Huh, the AlphaStar paper is finally up (linked in this DeepMind post)
I was mostly interested in the model architecture rather the training setup, although the paper focuses mostly on the latter. In part this is understandable, since their training procedure – with the “league” – is more novel.
What’s strange to me, though, is that they downplay the model-design side of the work to the point of actually not telling you how they chose the components or tuned the hyperparameters, or indeed whether they tuned the hyperparameters at all.
Indeed, the entire training procedure they describe appears to have been done, not just with a single fixed model structure, but with a single fixed set of hyperparameters. And we aren’t told how they arrived at them, or what else they tried. The closest thing to a discussion of model selection is this boilerplate-ish paragraph:
Architecture components were chosen and tuned with respect to their performance in supervised learning, and include many recent advances in deep learning architectures. A high-level overview of the agent architecture is given in Extended Data Fig. 3, with more detailed descriptions in Supplementary Data, Detailed Architecture. AlphaStar has 139 million weights, but only 55 million weights are required during inference. Ablation Fig. 3f compares the impact of scatter connections, transformer, and pointer network.

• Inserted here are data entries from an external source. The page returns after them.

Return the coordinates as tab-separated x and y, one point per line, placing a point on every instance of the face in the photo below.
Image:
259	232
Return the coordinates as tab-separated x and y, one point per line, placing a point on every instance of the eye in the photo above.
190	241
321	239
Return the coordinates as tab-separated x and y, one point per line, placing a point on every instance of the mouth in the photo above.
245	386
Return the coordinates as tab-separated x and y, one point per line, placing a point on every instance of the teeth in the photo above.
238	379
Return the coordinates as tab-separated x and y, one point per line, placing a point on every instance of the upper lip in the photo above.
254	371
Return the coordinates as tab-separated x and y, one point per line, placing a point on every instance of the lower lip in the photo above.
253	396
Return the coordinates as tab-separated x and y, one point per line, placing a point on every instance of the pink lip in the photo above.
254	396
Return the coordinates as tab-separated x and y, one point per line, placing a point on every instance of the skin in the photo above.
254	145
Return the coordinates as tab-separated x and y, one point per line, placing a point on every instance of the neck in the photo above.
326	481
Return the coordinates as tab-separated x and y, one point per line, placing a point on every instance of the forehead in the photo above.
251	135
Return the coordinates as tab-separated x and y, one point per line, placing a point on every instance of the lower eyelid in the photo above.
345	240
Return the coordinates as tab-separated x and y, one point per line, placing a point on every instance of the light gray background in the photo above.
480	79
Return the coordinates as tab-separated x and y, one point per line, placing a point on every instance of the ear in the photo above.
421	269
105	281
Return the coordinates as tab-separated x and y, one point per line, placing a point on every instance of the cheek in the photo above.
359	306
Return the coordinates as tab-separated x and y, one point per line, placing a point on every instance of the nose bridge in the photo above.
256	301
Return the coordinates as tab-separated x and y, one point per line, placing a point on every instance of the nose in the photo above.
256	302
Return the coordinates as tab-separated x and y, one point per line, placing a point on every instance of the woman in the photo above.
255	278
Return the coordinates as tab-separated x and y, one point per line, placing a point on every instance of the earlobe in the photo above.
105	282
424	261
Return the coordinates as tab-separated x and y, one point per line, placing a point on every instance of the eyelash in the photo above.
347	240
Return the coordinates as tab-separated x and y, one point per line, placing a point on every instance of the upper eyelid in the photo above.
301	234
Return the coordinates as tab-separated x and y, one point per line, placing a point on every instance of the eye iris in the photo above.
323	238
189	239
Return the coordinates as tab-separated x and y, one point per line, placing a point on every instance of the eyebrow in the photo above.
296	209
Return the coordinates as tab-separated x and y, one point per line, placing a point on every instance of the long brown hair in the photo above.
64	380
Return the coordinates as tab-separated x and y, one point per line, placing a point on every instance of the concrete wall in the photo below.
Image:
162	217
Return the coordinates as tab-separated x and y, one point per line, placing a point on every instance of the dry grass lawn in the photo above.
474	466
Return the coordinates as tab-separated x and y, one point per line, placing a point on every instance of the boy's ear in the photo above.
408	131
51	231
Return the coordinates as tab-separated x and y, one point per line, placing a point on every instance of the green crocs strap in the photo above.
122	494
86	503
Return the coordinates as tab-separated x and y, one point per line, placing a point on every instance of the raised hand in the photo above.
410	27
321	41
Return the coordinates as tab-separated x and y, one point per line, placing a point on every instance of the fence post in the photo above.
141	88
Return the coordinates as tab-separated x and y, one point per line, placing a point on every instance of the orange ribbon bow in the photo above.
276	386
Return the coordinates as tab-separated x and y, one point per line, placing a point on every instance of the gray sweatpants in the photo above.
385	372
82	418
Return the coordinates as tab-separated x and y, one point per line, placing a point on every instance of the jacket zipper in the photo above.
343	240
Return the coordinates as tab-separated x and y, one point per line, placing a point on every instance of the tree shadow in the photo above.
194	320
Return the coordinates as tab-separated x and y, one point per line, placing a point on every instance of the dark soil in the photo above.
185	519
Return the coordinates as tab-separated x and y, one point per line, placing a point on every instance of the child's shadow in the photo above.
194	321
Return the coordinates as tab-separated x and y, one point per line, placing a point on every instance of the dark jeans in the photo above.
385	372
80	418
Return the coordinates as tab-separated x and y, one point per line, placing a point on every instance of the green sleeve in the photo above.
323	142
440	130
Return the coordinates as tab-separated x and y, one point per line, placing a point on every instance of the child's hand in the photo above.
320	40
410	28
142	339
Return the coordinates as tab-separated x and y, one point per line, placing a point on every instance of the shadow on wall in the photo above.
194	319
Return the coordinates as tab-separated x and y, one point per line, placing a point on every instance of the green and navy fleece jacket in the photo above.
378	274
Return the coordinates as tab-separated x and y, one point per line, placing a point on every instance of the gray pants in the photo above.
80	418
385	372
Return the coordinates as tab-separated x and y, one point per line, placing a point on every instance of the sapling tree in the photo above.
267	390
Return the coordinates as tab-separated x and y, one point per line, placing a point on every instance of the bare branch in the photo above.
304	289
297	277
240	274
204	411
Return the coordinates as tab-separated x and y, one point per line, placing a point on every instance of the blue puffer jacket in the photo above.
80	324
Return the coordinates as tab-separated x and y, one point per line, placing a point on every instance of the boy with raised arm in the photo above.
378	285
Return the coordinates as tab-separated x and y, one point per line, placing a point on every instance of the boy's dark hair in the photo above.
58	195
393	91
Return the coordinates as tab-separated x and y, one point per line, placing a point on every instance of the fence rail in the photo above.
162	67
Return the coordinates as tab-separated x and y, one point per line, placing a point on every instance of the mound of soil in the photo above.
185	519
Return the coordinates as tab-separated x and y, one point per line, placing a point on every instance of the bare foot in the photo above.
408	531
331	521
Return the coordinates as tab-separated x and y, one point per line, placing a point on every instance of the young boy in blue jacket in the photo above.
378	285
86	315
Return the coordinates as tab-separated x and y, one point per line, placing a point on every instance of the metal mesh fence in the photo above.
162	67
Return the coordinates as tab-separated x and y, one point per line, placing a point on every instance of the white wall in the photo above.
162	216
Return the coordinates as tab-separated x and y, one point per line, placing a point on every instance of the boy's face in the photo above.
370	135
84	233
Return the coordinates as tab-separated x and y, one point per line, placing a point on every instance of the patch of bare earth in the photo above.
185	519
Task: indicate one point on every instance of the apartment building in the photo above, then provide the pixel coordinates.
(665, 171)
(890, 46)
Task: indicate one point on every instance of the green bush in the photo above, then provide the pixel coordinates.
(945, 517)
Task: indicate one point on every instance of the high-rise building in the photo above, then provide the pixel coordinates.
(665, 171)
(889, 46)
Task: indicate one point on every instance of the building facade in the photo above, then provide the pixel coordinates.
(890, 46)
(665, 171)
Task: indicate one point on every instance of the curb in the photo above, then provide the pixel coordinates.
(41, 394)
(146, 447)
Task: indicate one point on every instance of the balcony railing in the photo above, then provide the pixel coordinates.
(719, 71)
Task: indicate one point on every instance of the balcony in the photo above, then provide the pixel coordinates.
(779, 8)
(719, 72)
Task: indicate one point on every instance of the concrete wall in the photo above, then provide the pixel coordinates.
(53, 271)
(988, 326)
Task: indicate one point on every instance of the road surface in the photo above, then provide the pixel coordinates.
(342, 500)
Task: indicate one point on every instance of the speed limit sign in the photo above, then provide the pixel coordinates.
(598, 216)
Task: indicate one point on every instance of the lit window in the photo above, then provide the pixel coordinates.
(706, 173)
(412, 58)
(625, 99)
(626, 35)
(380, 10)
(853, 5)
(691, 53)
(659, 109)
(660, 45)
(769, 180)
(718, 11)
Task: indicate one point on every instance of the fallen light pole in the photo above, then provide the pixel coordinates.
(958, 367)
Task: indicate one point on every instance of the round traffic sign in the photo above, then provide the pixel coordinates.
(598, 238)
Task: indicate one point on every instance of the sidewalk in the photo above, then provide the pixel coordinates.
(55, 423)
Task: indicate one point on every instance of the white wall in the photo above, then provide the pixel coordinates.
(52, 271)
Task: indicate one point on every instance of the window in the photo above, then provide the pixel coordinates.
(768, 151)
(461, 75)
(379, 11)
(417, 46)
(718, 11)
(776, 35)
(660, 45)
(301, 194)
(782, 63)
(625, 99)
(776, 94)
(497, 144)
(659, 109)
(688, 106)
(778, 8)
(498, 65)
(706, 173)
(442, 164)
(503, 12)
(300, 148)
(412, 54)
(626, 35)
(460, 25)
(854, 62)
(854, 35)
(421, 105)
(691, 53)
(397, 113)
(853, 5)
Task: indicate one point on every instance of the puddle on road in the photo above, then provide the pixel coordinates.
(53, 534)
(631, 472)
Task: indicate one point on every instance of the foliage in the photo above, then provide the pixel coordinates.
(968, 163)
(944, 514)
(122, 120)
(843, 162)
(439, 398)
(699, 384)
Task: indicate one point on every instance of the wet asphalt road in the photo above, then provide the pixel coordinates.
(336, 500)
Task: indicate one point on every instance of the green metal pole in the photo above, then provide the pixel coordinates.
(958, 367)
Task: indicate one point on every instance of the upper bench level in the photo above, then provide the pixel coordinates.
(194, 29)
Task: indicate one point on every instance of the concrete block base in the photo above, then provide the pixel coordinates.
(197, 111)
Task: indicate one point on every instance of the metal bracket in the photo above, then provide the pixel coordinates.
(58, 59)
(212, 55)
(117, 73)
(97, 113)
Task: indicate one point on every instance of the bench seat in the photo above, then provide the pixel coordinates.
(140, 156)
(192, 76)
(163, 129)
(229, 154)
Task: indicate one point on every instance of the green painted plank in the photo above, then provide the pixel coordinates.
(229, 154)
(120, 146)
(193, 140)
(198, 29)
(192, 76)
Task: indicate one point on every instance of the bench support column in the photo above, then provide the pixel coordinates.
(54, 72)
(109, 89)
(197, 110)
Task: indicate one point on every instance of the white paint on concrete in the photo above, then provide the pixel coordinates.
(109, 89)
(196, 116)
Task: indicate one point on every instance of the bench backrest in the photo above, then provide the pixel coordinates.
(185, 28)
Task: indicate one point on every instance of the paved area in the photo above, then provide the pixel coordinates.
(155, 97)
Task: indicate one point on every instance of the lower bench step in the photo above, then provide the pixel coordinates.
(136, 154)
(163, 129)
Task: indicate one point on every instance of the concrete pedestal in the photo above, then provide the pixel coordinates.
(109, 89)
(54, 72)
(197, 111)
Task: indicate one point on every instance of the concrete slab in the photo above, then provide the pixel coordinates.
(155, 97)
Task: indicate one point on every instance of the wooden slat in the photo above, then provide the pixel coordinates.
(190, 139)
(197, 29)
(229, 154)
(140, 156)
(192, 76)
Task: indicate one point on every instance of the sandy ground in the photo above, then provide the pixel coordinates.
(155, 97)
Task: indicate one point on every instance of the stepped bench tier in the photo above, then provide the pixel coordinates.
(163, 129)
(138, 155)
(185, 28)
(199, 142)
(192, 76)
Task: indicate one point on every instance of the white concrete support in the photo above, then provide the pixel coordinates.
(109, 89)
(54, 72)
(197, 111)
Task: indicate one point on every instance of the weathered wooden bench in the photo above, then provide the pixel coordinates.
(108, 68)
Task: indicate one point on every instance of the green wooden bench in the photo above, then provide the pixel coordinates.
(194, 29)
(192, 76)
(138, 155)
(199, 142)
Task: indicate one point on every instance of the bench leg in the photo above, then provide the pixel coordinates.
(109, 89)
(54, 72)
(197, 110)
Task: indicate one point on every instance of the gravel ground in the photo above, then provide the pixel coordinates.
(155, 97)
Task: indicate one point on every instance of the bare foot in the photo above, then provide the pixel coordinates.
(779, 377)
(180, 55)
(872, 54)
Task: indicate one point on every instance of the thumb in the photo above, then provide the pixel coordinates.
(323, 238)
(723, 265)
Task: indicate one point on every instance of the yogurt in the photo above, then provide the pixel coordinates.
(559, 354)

And the term “hyper-parameter” (Nature apparently prefers the hyphen) appears only once in the paper, in this sentence:
All the neural architecture details and hyper-parameters can be found in the file ‘detailed-architecture.txt’ in the Supplementary Data.
What is “detailed-architecture.txt”? It turns out to be an extensive 3747-word human-readable description of a single, very complicated ML model, with all the hyperparameters explicitly written out, and again no discussion of how they were chosen. A few representative excerpts:
The transformer output is passed through a ReLU, 1D convolution with 256 channels and kernel size 1, and another ReLU to yield `entity_embeddings`. The mean of the transformer output across across the units (masked by the missing entries) is fed through a linear layer of size 256 and a ReLU to yield `embedded_entity`.
unit_counts_bow: A bag-of-words unit count from `entity_list`. The unit count vector is embedded by square rooting, passing through a linear layer, and passing through a ReLU
mmr: During supervised learning, this is the MMR of the player we are trying to imitate. Elsewhere, this is fixed at 6200. MMR is mapped to a one-hot of min(mmr / 1000, 6) with maximum 6, then passed through a linear of size 64 and a ReLU
cumulative_statistics: The cumulative statistics (including units, buildings, effects, and upgrades) are preprocessed into a boolean vector of whether or not statistic is present in a human game. That vector is split into 3 sub-vectors of units/buildings, effects, and upgrades, and each subvector is passed through a linear of size 32 and a ReLU, and concatenated together. The embedding is also added to `scalar_context`
beginning_build_order: The first 20 constructed entities are converted to a 2D tensor of size [20, num_entity_types], concatenated with indices and the binary encodings (as in the Entity Encoder) of where entities were constructed (if applicable). The concatenation is passed through a transformer similar to the one in the entity encoder, but with keys, queries, and values of 8 and with a MLP hidden size of 32. The embedding is also added to `scalar_context`.
At a less granular level, the whole thing apparently looks like this:

And you can go to “detailed-architecture.txt” to learn things like
- the block labeled “Core" is “an LSTM with 3 hidden layers each of size 384” (why 3? why 384? why an LSTM?)
- the one labeled “Entity encoder” is “a transformer with 3 layers of 2-headed self-attention [with 128-dim heads and 1024-dim feedforward]” – this is what DeepMind means when they talk about AlphaStar using transformers, although it’s only 3 blocks, which is way smaller than all the NLP transformers
All of this is pretty mysterious to me. It’s conventional wisdom by now that getting your architecture/hyperparamters right helps no matter how much data you have (indeed, it’s one of the things you use the data to do), and that simple but somehow “domain-correct” architectures like the transformer can beat convoluted ones planned out by humans using domain knowledge.
Like, compare this to other recent mind-blowers:
- AlphaZero was a stack of 19 identical ResNet conv blocks (with some small specialized connectors at the start and end)
- GPT/BERT/GPT-2 were between 12 and 48 identical transformer blocks
Yet AlphaStar is this gigantic complicated circuit diagram with all sorts of specialized blocks, with their various specialized knobs set to different, seemingly arbitrary powers of 2.
Are there information bottlenecks in there? What might be holding it back? Could the training have been less fancy if the least good aspect of the architecture (whatever it is) were improved? What if it were simpler but just bigger (the whole thing is about the size of GPT-2-small)? More fundamentally, why this, out of all the possible things you could do?